Vasodilators stimulate SK3 channel anterograde trafficking in endothelial cells to elicit vasodilation

Endothelial cells (ECs) line the lumen of blood vessels and regulate functions, including contractility. Physiological stimuli, such as acetylcholine (ACh) and intraluminal flow, activate small conductance calcium-activated potassium (SK3) channels in ECs, leading to hyperpolarization and vasodilation. Whether these stimuli modulate SK3 surface abundance in ECs to elicit vasodilation is unclear. Here, we investigated physiological regulation of SK3 channel surface trafficking in mesenteric artery (MA) ECs. Biotinylation experiments demonstrated that ACh or intravascular flow rapidly (2 min) increased surface SK3 protein ~ 2.0- and 2.1-fold, respectively in MAs, with similar results obtained in primary-cultured ECs.

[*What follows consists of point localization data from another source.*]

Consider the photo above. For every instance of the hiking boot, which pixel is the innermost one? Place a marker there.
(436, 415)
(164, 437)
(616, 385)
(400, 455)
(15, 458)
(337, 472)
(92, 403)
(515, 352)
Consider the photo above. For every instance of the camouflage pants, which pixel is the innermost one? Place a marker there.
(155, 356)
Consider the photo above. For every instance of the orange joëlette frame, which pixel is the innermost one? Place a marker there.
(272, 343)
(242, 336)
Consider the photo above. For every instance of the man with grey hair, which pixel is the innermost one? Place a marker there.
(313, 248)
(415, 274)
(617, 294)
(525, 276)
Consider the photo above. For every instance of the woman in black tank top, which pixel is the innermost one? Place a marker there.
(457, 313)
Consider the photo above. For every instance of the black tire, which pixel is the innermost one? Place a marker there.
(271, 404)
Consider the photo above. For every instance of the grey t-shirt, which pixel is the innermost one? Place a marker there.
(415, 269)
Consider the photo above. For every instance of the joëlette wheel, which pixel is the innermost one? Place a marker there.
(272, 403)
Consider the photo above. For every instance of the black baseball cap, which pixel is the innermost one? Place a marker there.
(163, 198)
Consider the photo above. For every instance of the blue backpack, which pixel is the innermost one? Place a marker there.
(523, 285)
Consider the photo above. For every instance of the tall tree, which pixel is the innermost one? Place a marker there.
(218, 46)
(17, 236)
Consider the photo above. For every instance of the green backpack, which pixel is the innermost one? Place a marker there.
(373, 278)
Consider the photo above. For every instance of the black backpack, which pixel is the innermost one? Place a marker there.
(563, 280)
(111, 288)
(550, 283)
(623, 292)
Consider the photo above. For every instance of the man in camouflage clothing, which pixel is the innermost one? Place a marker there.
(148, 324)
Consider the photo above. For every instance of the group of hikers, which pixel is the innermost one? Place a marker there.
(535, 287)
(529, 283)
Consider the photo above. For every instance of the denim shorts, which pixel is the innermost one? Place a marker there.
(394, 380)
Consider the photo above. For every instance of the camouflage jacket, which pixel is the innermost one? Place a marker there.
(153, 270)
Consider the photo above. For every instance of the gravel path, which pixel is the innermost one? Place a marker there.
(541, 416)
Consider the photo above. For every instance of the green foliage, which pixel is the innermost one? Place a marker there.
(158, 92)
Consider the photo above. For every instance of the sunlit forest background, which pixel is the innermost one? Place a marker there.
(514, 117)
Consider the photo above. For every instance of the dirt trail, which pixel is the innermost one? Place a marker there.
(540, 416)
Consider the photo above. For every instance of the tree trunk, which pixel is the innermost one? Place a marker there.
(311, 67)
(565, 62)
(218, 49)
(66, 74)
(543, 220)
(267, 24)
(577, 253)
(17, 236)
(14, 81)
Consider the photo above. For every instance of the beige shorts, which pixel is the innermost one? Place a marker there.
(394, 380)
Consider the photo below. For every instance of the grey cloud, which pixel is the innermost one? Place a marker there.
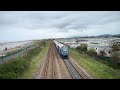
(87, 22)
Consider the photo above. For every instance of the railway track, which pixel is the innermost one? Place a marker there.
(54, 67)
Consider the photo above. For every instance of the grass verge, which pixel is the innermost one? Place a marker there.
(34, 64)
(96, 69)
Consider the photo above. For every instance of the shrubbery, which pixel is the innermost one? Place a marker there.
(16, 67)
(13, 69)
(92, 52)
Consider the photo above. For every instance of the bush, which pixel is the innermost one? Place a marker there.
(83, 47)
(16, 67)
(13, 69)
(116, 57)
(92, 52)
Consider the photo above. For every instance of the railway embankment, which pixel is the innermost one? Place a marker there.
(24, 65)
(94, 68)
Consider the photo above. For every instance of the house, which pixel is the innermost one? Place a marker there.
(101, 50)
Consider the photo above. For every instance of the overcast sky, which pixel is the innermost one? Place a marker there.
(26, 25)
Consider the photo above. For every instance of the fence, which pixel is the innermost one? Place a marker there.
(15, 54)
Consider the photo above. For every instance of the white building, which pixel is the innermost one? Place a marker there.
(101, 50)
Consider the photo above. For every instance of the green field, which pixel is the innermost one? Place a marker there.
(34, 64)
(24, 66)
(96, 69)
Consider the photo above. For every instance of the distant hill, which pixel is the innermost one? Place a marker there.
(109, 35)
(104, 36)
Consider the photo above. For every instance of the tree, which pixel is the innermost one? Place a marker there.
(83, 47)
(115, 46)
(92, 52)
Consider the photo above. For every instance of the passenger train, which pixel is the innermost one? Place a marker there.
(62, 49)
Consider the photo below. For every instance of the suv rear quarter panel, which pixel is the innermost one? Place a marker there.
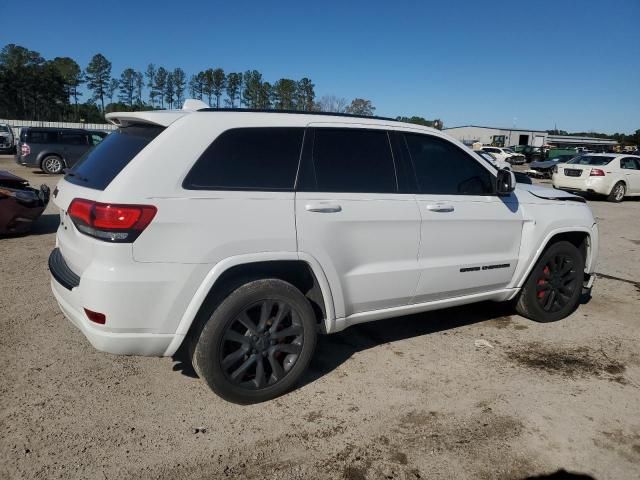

Brefeldin A, an anterograde trafficking inhibitor, removal of extracellular Ca2+ , GSK2193874, a selective TRPV4 channel blocker or TRPV4 knockdown using siRNA, each inhibited the ACh-induced increase in surface SK3 channels in MAs. Super resolution microscopy (SMLM) experiments demonstrated that ACh increased the size of surface SK3 clusters in ECs. ACh activated whole-cell SK currents and this effect was inhibited by brefeldin A. Brefeldin A also reduced vasodilation induced by ACh and intravascular flow to between ~48 and 57 % of those in control. Brefeldin A blocked the SK channel component of ACh- and flow-mediated vasodilations. In summary, our data indicate that ACh and flow stimulate anterograde trafficking of SK3 channels in ECs via a TRPV4-dependent Ca2+ signaling mechanism to elicit vasodilation.